I’m prepping Introduction to Literature, our second semester writing course, which I haven’t taught in a very long time, so I revised the vision statement with which my syllabus begins:

To learn to write well is to pursue a connection between your facility with language and the content, intellectual and otherwise, of your character. I do not mean by this that those who cannot write well have no character or that writing is the only way that people can demonstrate their character. I mean, simply, that you cannot write well if you do not try to make this connection, because not to try is to fail, as a writer, in holding yourself accountable for the quality of your own thinking. Or, to put it another way, it is to fail to take your own intellect seriously.

To write well and with purpose, it is also necessary to read with purpose, which means to approach texts not simply as something you are required to read, but as repositories of ideas, as entries into experiences, that deserve and, in the end, may command your attention. I do not assume that each student in my class will enjoy the texts I have assigned—and you will have an opportunity write about the experience of not enjoying them, if you so choose—but I do expect that you will take those texts seriously, as opportunities to learn something about reading, about literature and its place in our culture, and about yourselves. If you do that, I think you will find our class discussions and the assignments I ask you to do interesting, challenging, and worthwhile.

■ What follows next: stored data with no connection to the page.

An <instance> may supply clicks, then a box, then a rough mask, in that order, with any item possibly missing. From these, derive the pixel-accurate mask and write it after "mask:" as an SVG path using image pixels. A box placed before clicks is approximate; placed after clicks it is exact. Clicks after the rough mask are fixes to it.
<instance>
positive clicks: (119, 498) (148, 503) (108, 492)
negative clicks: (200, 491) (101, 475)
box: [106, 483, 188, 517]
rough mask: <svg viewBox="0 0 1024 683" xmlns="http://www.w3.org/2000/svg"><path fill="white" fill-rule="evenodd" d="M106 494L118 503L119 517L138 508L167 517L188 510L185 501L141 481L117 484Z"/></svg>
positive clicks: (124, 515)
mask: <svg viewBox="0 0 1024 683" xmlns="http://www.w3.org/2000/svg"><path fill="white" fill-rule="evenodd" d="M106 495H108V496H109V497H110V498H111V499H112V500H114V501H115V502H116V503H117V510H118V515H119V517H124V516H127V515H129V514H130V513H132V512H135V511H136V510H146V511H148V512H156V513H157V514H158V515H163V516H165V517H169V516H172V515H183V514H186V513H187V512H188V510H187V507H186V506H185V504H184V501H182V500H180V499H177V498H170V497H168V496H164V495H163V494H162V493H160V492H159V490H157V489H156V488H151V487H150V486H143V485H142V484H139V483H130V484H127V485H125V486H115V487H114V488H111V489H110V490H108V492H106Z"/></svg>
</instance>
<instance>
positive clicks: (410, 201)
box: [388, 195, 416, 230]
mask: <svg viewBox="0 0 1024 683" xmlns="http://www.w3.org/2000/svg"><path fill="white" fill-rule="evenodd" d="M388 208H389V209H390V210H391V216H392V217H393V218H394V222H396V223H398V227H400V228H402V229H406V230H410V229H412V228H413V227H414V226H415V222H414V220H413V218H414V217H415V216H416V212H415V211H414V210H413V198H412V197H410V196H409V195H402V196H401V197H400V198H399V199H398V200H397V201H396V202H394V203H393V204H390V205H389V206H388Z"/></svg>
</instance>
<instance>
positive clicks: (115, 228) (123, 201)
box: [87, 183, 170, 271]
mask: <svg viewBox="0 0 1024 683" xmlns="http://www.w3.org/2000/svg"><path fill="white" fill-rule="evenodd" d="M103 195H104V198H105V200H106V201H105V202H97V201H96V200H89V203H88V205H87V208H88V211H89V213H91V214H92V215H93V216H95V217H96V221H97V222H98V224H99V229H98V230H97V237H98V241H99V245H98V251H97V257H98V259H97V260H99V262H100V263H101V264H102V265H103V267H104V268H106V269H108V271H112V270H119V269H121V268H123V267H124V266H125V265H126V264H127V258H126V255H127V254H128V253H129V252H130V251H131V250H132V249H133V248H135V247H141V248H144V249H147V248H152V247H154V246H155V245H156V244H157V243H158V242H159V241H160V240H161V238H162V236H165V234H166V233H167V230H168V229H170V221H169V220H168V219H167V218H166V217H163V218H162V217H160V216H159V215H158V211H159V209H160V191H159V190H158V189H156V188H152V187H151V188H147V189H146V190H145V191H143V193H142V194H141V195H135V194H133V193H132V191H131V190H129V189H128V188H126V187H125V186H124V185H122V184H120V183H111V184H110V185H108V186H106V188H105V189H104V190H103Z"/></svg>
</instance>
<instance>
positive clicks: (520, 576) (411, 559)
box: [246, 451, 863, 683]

As a teacher, I measure my success not in how many A’s or B’s I give out—since grades reflect the surface of learning, not necessarily its quality—but in whether my students have begun to take on the responsibility of having ideas and of dis-covering within themselves the audacity (because I would be lying if I told you it did not take courage) to attempt to communicate those ideas in words that will command a reader’s attention above and beyond the fact that they were written in response to a classroom assignment. That responsibility, after all, is the foundation of both meaningful citizenship—in the sense of an engaged and critical participation in society—and the pursuit of a successful career, two core objectives of the liberal arts education you are here to acquire.